Collaborative & Reproducible Workflows

Instructor: Ian Carroll

As your research project moves from conception, through data collection and analysis, to reporting and other forms of dissemination, the many components can fracture, lose their development history, and – worst of all – become conflicted.

This lesson gives a high level overview of workflows to organize your project and introduces an accompanying software solution, git.

Top of Section


Workflows


Credit: Philip Guo

Top of Section


Distributed Workflows

A single collaboration model – the centralized workflow – dominates collaborative research. There is a central hub, and everyone synchronizes their work to it. A number of researchers are nodes – consumers of that hub – and synchronize to that one place.

Top of Section


Objectives for this lesson

Specific achievements

Top of Section


Key Challenges

Top of Section


What is reproducible research?

Reproducibility is a core tenent of the scientific method. Experiments are reported in sufficient detail for a skilled practitioner to duplicate the result.

Does the same principle apply to data analysis? You bet!

Hallmarks of reproducible research

Reviewable All details of the method used are easily accessible for peer review and community review.
Auditable Records exist to document how the methods and conclusions evolved, but may be private.
Replicable Given sufficient resources, a skilled practitioner could duplicate the research without any guesswork.
Open The orginator grants permissions for reuse and extension of the research products.

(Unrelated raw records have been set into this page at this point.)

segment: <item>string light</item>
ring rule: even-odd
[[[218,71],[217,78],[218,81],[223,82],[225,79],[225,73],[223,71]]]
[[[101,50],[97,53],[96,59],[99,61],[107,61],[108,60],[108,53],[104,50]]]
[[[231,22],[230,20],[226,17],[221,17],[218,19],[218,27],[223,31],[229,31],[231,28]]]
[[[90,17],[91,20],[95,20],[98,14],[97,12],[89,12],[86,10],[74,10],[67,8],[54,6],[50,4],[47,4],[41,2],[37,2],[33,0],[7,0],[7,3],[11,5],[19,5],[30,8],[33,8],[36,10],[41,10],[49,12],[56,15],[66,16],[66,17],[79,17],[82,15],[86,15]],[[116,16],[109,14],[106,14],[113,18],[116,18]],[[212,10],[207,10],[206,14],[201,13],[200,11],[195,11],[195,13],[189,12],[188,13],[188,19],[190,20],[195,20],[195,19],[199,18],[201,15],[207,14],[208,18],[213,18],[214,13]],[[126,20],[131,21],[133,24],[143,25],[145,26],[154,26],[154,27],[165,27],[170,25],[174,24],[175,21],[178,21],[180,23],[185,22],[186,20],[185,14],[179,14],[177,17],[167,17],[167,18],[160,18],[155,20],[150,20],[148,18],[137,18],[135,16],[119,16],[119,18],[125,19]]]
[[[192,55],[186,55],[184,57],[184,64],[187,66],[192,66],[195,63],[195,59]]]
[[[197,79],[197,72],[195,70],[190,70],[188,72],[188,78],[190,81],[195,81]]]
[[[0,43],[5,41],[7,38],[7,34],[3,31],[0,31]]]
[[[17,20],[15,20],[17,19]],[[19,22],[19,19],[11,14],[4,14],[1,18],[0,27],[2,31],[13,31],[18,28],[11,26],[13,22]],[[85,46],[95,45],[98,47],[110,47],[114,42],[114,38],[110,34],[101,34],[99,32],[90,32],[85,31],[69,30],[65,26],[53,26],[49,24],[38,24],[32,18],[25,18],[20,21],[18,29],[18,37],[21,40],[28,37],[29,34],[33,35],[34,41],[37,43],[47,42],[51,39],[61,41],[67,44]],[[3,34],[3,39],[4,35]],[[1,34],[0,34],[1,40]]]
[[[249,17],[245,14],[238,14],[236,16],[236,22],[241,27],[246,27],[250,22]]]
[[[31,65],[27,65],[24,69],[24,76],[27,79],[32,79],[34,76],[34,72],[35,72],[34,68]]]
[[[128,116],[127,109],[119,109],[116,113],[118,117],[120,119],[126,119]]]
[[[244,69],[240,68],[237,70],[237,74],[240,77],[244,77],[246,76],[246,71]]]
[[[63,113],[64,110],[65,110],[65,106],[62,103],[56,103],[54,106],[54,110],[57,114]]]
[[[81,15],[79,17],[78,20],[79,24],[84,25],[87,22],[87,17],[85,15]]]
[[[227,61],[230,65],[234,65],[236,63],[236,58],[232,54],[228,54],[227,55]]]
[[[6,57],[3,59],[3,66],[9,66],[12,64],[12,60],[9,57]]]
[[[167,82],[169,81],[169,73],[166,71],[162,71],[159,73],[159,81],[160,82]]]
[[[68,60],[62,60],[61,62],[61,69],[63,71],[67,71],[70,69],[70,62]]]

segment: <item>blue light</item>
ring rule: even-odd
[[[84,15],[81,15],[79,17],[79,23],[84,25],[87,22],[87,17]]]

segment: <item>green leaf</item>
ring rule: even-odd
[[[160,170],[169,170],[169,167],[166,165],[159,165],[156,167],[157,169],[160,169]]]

Striving towards these goals has practical benefits, touching on many of the challenges just identified.

Top of Section


Create a GitHub Repository

Create a new “test” repository at https://github.com/%username%, initializing the repo with a “README.md”.

What’s in a “repo”?

Centralized Workflow


Image by Atlassian / CC BY

The origin is the central repository, in this case it lives on GitHub. Every member of the team gets a local copy of the entire project, called a clone.


Image by Atlassian / CC BY

A worker pulls contributions from other teammates from the origin when ready, and she pushes updates to the origin when ready to share her own work.

A commit is a unit of work: any collection of changes to files in the repository. A versioned project is like a tree of commits, although the current tree has just one branch. After a worker creates a clone, the local copy is in the same place as the origin.


Image by Atlassian / CC BY

A pull applies commits copied from the origin to your local repo, syncing them up.


Image by Atlassian / CC BY

A push copies local commits to the origin and applies them remotely.


Image by Atlassian / CC BY

Top of Section


Let’s git Going!

The namesake of GitHub is the command-line-utility git. It performs the clone, push and pull procedures just described, and many more. Let’s begin by doing some basic configuration.

git config --global user.name "%name%"
git config --global user.email %email%
git config --global push.default simple

Clone your repository

cd %sandbox%
git clone https://github.com/%username%/test.git
Cloning into 'test'...
remote: Counting objects: 3, done.
remote: Total 3 (delta 0), reused 0 (delta 0), pack-reused 0
Unpacking objects: 100% (3/3), done.
Checking connectivity... done.


Hint: copy your repo URL from right here.

cd test
git status
On branch master
Your branch is up-to-date with 'origin/master'.
nothing to commit, working directory clean

Edit README.md

# Welcome to My Project

This project includes the following:
+ nothing
+ zero
+ nada

Now, check the result of making changes to your repo.

git status
On branch master
Your branch is up-to-date with 'origin/master'.
Changes not staged for commit:
	(use "git add <file>..." to update what will be committed)
	(use "git checkout -- <file>..." to discard changes in working directory)
	
		modified:   README.md
		
no changes added to commit (use "git add" and/or "git commit -a")		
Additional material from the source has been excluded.